Can you think of a sports bar, restaurant, hotel lobby, or Michigan Avenue window where there isn't a display of TV monitors flashing the news from Kabul, the playoffs from Seattle, the news conference from the White House, and the dizzying stats and talking heads from the world's stock markets....?
I can't! These days the action is everywhere, everyday, everyway. Whether I want it or not.
Being-where-the-action-is is very American. An eager and restless people by nature and history, Americans have always felt this feeling whenever they've met a new rushing river or another uncrossable mountain. The challenge is exhilarating; until sometimes the consequences are not.
Most times, where-the-action-is is really not the real story. For instance. Is this the right river or the best mountain to be crossing? What's ahead? Is it worth the trip? In today's parlance that's called: Having a good reason for doing this, then having a good exit strategy after we have.
The Iraq War is a much too easy example. There are others, less obvious but equally instructive. Take the upcoming nominating conventions. The "action" will be the speeches and banners on the floor; the "story" will be off-camera in the backrooms and hotel suites. Take the New York Stock Exchange; the action is the frenzy of noise and numbers on the floor; the story is where all the noise and numbers are pointing investors for the next day.
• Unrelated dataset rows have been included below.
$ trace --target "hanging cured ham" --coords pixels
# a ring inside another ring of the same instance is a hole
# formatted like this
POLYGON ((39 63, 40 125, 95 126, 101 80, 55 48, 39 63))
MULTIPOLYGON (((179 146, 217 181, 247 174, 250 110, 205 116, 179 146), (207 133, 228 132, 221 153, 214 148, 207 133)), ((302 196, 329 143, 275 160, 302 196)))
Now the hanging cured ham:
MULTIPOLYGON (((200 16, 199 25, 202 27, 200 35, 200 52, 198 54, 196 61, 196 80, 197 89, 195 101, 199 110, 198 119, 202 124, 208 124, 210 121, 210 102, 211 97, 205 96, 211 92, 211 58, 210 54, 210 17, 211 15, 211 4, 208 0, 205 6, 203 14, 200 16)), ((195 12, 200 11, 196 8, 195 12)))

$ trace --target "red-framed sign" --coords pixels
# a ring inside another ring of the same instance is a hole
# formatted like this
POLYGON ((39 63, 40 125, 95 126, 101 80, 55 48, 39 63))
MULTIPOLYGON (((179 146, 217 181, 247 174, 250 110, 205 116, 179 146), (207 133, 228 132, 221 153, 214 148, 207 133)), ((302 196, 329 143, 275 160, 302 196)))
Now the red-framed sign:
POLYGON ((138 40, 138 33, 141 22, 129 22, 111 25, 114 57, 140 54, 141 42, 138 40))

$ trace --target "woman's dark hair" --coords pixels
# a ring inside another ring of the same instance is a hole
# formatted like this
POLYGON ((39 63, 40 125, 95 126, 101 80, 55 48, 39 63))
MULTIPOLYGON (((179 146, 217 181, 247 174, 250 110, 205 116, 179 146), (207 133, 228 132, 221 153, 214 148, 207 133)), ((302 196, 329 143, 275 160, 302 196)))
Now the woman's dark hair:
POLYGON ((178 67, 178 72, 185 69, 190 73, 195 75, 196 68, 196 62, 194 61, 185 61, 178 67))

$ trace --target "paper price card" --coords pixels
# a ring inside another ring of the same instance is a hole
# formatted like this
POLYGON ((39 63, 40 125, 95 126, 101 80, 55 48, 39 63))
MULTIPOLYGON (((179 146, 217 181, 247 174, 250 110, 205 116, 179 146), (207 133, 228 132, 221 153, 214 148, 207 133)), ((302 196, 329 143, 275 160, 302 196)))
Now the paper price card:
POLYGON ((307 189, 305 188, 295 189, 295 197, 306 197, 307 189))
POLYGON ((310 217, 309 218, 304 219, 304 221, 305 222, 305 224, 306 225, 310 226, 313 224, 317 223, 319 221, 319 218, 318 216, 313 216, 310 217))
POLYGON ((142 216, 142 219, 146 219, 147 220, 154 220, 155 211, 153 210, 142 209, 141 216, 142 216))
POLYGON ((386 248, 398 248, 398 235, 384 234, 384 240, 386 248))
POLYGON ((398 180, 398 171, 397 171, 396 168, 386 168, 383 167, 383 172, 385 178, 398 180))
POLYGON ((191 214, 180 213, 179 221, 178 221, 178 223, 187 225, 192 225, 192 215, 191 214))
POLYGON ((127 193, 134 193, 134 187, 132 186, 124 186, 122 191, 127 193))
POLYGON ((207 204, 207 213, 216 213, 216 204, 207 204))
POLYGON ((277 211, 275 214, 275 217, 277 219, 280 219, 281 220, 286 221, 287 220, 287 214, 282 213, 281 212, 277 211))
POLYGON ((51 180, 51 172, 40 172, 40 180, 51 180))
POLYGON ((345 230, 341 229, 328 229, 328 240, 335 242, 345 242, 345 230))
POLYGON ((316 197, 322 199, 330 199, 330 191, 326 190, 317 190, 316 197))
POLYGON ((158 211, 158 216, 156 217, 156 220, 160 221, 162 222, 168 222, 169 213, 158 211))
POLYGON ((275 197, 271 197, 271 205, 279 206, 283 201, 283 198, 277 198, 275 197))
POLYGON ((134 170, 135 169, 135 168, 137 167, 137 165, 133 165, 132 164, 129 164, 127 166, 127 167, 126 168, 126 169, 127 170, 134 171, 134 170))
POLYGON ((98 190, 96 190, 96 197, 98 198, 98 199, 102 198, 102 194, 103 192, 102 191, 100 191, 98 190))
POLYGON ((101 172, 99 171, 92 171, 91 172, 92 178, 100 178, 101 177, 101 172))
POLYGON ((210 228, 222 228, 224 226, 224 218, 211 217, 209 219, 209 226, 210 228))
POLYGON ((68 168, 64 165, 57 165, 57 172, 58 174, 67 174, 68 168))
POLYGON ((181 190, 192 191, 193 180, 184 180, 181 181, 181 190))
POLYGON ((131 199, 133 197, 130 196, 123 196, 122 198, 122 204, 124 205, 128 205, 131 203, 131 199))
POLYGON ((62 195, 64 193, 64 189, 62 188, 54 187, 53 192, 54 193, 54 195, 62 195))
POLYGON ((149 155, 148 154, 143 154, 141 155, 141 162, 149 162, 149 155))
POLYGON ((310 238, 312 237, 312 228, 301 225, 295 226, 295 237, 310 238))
Or take a sudden storm smashing into a city, where the action may be standing in it; but the full story is inside where the weathercasters can read their dials and barometers for what is about to come next.
Modern sophisticated society has equipped us like the ancient Olympian gods with the instant means by which to see and go everywhere at once. And yet it's this very at-once which actually muddies not clarifies the action. Communication technologies are now faster than the brain can absorb, and surely faster than the mind can process. How utterly ironic.
Once again, each new generation is born a twin: a new invincibility paired with a new irony. What makes raising these twins so complicated is you can't nourish one without nourishing the other.